Beyond Mimicry: Learning Whole-Body Human-Humanoid Interaction from Human-Human Demonstrations¶

Conference: CVPR 2026
Paper: CVF Open Access
Code: None (Not released)
Area: Robotics / Embodied AI
Keywords: Humanoid Robot, Human-Robot Interaction, Motion Retargeting, Diffusion Policy, Whole-Body Control

TL;DR¶

To enable humanoid robots to learn whole-body physical interactions such as hugging, handshaking, and high-fives, this paper first utilizes Contact-Aware Interaction Retargeting (PAIR) to translate massive "Human-Human Interaction" (HHI) data into physically consistent "Human-Humanoid Interaction" (HHoI) data. It then employs a hierarchical diffusion strategy (D-STAR) that decouples "when to move" and "where to move" to learn synchronized interactions. The method achieves an average success rate of 75.4% across 6 interaction tasks and is deployed on the Unitree G1 robot.

Background & Motivation¶

Background: Integrating humanoid robots into human spaces to perform human-humanoid interactions (HHoI) like shaking hands or hugging is a key frontier in robotics. However, training such policies requires massive interaction data. Real teleoperation data is high-fidelity but expensive, slow, unsafe, and lacks diversity. A more scalable approach is to leverage existing "Human-Human Interaction" (HHI) datasets and map human motions to robots via motion retargeting.

Limitations of Prior Work: The authors identify two consecutive failure points. First, standard retargeting directly transfers joint angles or positions for kinematic similarity but ignores morphological differences between humans and robots. If a 1.7m human shakes hands with a 1.3m robot, simply copying the human trajectory leaves the robot's hand inches away from the partner's hand, breaking critical physical contact and rendering the interaction meaningless. Second, even with high-quality data, conventional imitation learning tends to "reproduce average trajectories," resulting in an "average motion" lacking relational geometric understanding or timing, failing to perform responsive synchronized interactions.

Key Challenge: The essence of interaction lies in contact semantics (hand-to-hand contact, appropriate social distance), which often conflicts with kinematic similarity when morphologies do not match. Furthermore, interaction policies must simultaneously reason about "when to move" (temporal intent) and "where to move" (spatial contact point); entangling these two tasks leads to mutual interference.

Goal: (1) Losslessly convert HHI data into physically consistent HHoI training data; (2) Learn a policy that understands timing and geometry to perform synchronized whole-body interactions.

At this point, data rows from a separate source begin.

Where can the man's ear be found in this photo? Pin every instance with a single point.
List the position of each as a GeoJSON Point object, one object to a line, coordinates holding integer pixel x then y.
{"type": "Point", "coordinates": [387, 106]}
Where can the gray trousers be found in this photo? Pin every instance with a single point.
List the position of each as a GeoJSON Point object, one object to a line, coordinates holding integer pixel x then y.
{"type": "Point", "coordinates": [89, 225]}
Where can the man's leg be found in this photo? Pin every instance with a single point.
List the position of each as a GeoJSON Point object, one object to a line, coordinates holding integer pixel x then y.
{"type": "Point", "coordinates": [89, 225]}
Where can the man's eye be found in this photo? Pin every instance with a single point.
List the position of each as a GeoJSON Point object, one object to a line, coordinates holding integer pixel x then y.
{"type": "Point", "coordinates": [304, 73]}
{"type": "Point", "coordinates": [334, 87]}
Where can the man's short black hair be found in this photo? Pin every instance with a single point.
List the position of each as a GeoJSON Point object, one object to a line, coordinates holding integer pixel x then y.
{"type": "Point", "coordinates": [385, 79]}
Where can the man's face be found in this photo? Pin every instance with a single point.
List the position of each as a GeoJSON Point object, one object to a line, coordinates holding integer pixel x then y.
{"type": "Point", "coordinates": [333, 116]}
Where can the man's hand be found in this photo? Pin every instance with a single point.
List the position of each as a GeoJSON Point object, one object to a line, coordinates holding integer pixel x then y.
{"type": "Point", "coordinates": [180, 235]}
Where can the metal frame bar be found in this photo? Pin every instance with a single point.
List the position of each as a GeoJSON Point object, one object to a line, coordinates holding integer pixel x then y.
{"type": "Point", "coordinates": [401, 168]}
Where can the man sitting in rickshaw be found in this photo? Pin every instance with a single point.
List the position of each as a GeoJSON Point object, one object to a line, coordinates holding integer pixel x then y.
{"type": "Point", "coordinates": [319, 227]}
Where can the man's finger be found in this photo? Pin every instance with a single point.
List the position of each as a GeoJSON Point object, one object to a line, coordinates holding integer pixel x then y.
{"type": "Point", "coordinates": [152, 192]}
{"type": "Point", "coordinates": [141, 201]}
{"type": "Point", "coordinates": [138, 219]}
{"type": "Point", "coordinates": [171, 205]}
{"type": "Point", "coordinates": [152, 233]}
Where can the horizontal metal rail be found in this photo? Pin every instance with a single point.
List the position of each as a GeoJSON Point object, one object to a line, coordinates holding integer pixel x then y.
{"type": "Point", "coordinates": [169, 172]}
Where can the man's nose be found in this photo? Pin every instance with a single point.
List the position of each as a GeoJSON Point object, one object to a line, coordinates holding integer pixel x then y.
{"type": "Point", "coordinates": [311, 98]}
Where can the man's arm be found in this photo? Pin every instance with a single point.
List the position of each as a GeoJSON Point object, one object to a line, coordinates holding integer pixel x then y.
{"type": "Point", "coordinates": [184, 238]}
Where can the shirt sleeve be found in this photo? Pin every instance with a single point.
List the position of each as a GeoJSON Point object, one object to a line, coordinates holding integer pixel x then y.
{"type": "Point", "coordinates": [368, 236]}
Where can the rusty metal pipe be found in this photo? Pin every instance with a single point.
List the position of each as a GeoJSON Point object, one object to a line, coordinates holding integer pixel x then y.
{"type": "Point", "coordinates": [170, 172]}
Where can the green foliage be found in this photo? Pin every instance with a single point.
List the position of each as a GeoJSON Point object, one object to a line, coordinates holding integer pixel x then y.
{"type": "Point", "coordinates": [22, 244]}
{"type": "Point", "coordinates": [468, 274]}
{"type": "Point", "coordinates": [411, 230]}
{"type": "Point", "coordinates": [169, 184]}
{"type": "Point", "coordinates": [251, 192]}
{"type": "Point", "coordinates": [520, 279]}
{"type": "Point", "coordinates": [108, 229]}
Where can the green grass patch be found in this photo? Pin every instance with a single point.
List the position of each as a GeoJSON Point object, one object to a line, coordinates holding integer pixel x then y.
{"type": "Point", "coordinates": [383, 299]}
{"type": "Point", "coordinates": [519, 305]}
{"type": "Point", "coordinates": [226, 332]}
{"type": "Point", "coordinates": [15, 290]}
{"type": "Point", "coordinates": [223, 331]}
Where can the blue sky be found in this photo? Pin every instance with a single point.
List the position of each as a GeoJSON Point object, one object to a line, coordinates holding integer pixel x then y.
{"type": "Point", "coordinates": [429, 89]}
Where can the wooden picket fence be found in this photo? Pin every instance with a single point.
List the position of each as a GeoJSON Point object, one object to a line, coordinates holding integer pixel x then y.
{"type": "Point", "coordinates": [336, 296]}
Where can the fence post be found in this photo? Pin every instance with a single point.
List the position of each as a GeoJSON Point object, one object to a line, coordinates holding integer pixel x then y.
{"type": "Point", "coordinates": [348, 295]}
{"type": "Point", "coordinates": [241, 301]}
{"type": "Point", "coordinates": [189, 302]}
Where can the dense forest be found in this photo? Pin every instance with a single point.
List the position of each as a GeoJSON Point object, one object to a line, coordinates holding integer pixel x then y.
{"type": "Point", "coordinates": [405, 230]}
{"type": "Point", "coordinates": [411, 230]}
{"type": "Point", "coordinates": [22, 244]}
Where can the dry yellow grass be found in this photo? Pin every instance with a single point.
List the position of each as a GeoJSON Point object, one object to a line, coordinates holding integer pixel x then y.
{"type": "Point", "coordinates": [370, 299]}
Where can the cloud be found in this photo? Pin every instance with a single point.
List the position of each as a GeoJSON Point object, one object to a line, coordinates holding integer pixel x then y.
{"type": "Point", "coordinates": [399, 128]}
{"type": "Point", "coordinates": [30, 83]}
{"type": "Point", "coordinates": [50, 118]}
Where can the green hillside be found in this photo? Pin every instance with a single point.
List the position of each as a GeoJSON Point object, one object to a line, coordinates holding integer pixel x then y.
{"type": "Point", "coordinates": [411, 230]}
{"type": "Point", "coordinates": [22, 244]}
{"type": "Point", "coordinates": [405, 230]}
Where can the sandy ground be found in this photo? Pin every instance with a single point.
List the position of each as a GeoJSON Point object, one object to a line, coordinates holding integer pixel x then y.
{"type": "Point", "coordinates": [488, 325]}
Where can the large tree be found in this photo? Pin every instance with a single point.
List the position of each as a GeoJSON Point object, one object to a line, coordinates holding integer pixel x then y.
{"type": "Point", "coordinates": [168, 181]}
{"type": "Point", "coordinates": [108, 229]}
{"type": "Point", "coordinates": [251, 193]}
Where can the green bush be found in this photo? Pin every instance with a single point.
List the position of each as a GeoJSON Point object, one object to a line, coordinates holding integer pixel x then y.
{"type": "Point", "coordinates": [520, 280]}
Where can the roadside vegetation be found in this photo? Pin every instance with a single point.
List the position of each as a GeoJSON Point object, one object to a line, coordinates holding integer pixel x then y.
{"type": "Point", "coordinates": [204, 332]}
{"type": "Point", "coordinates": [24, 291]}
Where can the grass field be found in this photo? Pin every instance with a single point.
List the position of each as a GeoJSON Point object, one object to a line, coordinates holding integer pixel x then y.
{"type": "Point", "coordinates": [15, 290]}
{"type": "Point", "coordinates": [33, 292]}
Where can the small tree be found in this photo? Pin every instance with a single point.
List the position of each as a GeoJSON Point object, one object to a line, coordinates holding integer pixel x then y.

Key Insight: At the data level, use contact-centric retargeting (PAIR) to explicitly preserve contact semantics. At the policy level, decouple and then fuse "when to move" and "where to move" (D-STAR). Both ends "beyond simple mimicry."

Method¶

Overall Architecture¶

The pipeline is a "data-to-policy" closed loop: The PAIR component on the left generates data by retargeting human-human interaction pairs \((M_{Hp}, M_{Hs})\) into physically consistent HHoI segments through contact-aware two-stage optimization. The D-STAR component on the right trains a hierarchical diffusion policy on this data, decomposing interaction reasoning into Phase Attention (PA) for "when" and Multi-scale Spatial Module (MSS) for "where." These are fused by a diffusion head into high-level action targets, executed by a standard Whole-Body Controller (WBC) in simulation/reality.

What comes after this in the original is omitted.